Refleksi 23 Tahun Pokja Wartawan Belitung: Peran Strategis Jurnalis di Era Informasi

Syukuran 23 tahun berdirinya Pokja Wartawan Belitung-Dok/BE-
BELITONGEKSPRES.COM - Jurnalis, atau yang lebih dikenal sebagai wartawan, adalah garda terdepan dalam menyampaikan informasi kepada publik. Mereka bukan sekadar penulis berita, tetapi juga analis, pelapor, dan penjaga akurasi informasi di tengah derasnya arus pemberitaan saat ini.
Di era digital yang serba cepat, peran jurnalis semakin krusial. Tidak hanya bertugas melaporkan fakta, mereka juga menjadi penyaring informasi, memastikan bahwa berita yang beredar dapat dipertanggungjawabkan dan bebas dari hoaks. Pers hadir sebagai benteng utama dalam menangkal misinformasi yang dapat membingungkan masyarakat.
Karena perannya yang begitu strategis, pers sering disebut sebagai pilar keempat demokrasi, melengkapi lembaga eksekutif, legislatif, dan yudikatif. Bahkan sejak abad ke-18, istilah fourth estate digunakan untuk menggambarkan kekuatan pers dalam membentuk opini publik dan mengawal isu-isu penting, termasuk politik dan sosial.
Selama 23 tahun berdiri, Kelompok Kerja (Pokja) Wartawan Belitung telah menjadi bagian dari perjalanan panjang jurnalisme di daerah ini. Keberadaannya tidak hanya memperkuat fungsi pers sebagai penyampai berita, tetapi juga sebagai pengawal transparansi dan keadilan di tengah masyarakat.
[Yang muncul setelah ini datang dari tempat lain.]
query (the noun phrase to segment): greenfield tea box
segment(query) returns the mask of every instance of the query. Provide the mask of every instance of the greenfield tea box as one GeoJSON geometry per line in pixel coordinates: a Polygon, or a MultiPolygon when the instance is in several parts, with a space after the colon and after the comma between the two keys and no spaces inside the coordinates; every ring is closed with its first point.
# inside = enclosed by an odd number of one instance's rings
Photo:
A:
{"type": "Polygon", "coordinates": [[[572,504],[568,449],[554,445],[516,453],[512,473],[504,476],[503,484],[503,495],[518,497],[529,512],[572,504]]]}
BACA JUGA:Syukuran HUT ke-23, Pokja Wartawan Belitung Berbagi Takjil dan Gelar Bukber Ramadan
Menurut Undang-Undang Nomor 40 Tahun 1999 tentang Pers, pasal 3 ayat 1 menyatakan bahwa pers memiliki empat fungsi utama: sebagai media informasi, pendidikan, hiburan, dan kontrol sosial.
Selain itu, UU Pers juga berperan sebagai payung hukum yang melindungi kebebasan pers dalam menjalankan tugasnya. Undang-undang ini menjamin kemerdekaan pers sebagai bagian dari hak asasi setiap warga negara.
Namun, seperti yang pernah disampaikan oleh Profesor Bagir Manan, Ketua Dewan Pers periode 2010-2013 dan 2013-2016, kebebasan pers bukan berarti tanpa batas. Pada dasarnya, kebebasan tersebut harus dibarengi dengan tanggung jawab. Pers bertanggung jawab terhadap fakta dan kebenaran dalam setiap pemberitaan yang disampaikan kepada publik.
Di sisi lain, dalam menjalankan tugasnya, wartawan wajib mematuhi Kode Etik Jurnalistik (KEJ). Kode etik ini berfungsi sebagai pedoman untuk memastikan bahwa setiap berita yang disampaikan tetap akurat dan objektif.
Sekilas Tentang Pokja Wartawan Belitung
Pokja Wartawan Belitung didirikan pada tahun 2002 sebagai respons atas keprihatinan para jurnalis yang bertugas di Kabupaten Belitung saat itu. Tidak adanya wadah bagi wartawan untuk berkumpul mendorong terbentuknya kelompok ini sebagai tempat bertukar informasi dan memperkuat solidaritas profesi.
Sebelumnya, pada tahun 1985, Belitung sempat memiliki Balai Wartawan Persatuan Wartawan Indonesia (PWI) Belitung. Namun, pada 1995, balai tersebut tidak lagi dapat digunakan akibat permasalahan kepemilikan lahan. Sejak saat itu, wartawan di Belitung tidak lagi memiliki tempat untuk bernaung.
BACA JUGA:Ramadhan Mewujudkan Ekonomi Madani di Indonesia
Pada masa awal, terdapat sembilan wartawan generasi pertama yang tergabung sebagai anggota PWI dan bertugas di Belitung, yaitu Ahmad Baizuri, Muhammad Hasan, Ansori, Astaman, Sulaiman Mendim, Zulkifli, Asnawi Aziz, Haris Fadilah, dan Aminudin.
Kemudian, muncul generasi kedua wartawan di Belitung yang turut memperkuat dunia jurnalistik di daerah ini. Mereka di antaranya adalah Sumarno, Bismi, Yek, Andama, Syaifudin, Yustami, Wahidjon, Bob Welly, dan Edy Amrin.